André Dieudonné Berre (born 3 September 1940) is a Gabonese politician. He served in the government of Gabon from 1990 to 2003 and was the Mayor of Libreville, the capital and largest city, from 2003 to 2007. He is a member of the Gabonese Democratic Party (Parti démocratique gabonais, PDG) and is currently a Deputy in the National Assembly of Gabon.

==Political career==
Born in Lambaréné, Berre became a geologist and was Deputy Director-General of the Shell Gabon oil company during the 1970s.
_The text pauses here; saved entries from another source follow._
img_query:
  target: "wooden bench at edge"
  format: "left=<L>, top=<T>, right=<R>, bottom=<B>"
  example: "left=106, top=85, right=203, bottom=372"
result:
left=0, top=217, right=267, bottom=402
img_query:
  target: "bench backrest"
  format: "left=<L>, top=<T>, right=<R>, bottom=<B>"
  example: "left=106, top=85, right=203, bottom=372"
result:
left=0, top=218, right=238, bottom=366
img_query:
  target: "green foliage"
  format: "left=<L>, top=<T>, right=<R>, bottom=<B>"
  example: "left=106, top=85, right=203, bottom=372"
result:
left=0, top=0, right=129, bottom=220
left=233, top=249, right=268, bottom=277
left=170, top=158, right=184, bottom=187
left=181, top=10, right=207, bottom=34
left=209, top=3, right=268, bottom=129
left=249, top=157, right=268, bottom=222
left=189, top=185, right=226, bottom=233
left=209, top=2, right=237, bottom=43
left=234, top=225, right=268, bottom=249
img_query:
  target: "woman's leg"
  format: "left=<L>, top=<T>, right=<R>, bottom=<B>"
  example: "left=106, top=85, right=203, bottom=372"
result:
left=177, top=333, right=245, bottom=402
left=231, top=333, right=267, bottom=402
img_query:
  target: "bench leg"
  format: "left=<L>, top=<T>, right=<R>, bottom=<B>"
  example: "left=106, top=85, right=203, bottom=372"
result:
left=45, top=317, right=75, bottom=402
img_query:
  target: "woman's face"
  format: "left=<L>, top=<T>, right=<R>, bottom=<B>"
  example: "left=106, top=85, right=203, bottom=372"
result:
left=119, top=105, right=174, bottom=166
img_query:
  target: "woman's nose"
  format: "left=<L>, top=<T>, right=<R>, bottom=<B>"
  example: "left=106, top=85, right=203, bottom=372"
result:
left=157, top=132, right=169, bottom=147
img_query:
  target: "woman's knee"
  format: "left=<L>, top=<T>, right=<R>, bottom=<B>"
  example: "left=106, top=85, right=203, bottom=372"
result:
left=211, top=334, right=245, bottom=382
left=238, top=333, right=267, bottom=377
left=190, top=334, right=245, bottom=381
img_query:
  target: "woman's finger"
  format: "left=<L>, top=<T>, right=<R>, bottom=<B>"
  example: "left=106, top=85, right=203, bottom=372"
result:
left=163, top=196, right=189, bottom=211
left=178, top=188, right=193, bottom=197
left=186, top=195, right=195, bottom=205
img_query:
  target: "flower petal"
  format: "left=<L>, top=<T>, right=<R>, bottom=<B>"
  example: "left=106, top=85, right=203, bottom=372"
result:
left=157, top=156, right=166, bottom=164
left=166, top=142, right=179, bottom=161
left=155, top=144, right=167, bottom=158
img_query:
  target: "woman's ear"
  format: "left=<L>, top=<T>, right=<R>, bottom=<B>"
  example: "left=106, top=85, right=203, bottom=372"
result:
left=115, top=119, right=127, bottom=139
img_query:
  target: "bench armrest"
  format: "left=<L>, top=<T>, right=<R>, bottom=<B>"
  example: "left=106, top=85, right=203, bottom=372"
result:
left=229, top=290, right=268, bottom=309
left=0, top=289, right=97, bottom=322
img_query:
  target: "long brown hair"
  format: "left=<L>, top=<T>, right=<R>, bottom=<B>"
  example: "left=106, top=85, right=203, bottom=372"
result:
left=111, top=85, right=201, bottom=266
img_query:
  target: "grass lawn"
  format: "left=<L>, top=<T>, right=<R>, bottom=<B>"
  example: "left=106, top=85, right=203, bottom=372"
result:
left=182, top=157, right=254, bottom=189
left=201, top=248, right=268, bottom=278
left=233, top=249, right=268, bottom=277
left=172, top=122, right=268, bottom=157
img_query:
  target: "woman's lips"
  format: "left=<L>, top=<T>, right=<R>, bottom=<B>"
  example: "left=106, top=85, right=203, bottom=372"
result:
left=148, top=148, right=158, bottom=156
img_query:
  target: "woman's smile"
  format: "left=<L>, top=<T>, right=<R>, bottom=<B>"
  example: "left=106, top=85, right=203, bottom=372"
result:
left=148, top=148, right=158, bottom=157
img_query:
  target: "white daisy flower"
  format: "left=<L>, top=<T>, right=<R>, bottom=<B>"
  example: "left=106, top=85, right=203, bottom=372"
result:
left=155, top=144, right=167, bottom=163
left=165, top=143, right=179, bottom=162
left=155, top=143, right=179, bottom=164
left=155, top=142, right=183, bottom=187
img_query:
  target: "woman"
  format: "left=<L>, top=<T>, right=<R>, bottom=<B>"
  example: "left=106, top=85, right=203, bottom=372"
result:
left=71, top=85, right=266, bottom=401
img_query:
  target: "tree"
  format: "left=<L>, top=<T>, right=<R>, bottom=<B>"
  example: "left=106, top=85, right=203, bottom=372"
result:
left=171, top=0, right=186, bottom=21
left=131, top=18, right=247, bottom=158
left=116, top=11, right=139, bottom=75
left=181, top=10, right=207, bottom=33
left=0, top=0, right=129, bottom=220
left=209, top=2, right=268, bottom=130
He was then Director-General of Shell Gabon from 1977 to 1990. In late May 1990, following riots in Port-Gentil that were sparked by the mysterious death of opposition leader Joseph Rendjambé, Berre complained that "the rioters systematically destroyed the infrastructure that we have invested many years to create". Berre entered the government as Minister of Trade and Industry later in 1990. He remained in that post until March 1994, when he was instead appointed as Minister of the Economy, Planning, Reform of the Parastatal Sector, and Privatization. He was then moved to the post of Minister of Trade, Industry, Small and Medium-Sized Industries, and the Craft Industry, in charge of the Reform of the Parastatal Sector and Privatization, in October 1994. He was instead appointed as Minister of Higher Education, Research, and Technological Innovation, in charge of Relations with the Constitutional Assemblies, in 1999.

As a PDG candidate in Libreville, Berre won a seat in the National Assembly in the December 2001 parliamentary election. He remained in the government after the election and was moved to the position of Minister of Communication, Posts, and Information Technologies on 27 January 2002. Following the December 2002 local elections, he was elected as Mayor of Libreville on 19 January 2003, receiving the votes of 91 out of 97 municipal councillors; Mehdi Teale was then appointed to replace him as Minister of Communication. When Hu Jintao, the President of the People's Republic of China, visited Gabon in early February 2004, Berre designated him as an honorary citizen of Libreville and gave him a ceremonial key to the city. In late 2004, he banned the sale of drugs in Libreville's streets, describing it as "a harmful and illegal practice".

In the December 2006 parliamentary election, Berre was elected to the National Assembly, winning the first seat from the First Arrondissement of Libreville. Because parliamentary deputies in Gabon are not allowed to hold any other elected office, Berre stepped down as Mayor of Libreville so that he could retain his seat in the National Assembly, and Alexandre Ayo-Barro was elected to succeed him as Mayor in May 2007.

Berre is a member of the Political Bureau of the PDG as of 2007. Following the death of President Omar Bongo in June 2009, Berre stressed stability and continuity: "Gabon is being governed. The ministers are here and doing their work. I'm in the (National) Assembly and we are legislating. All the other institutions are working."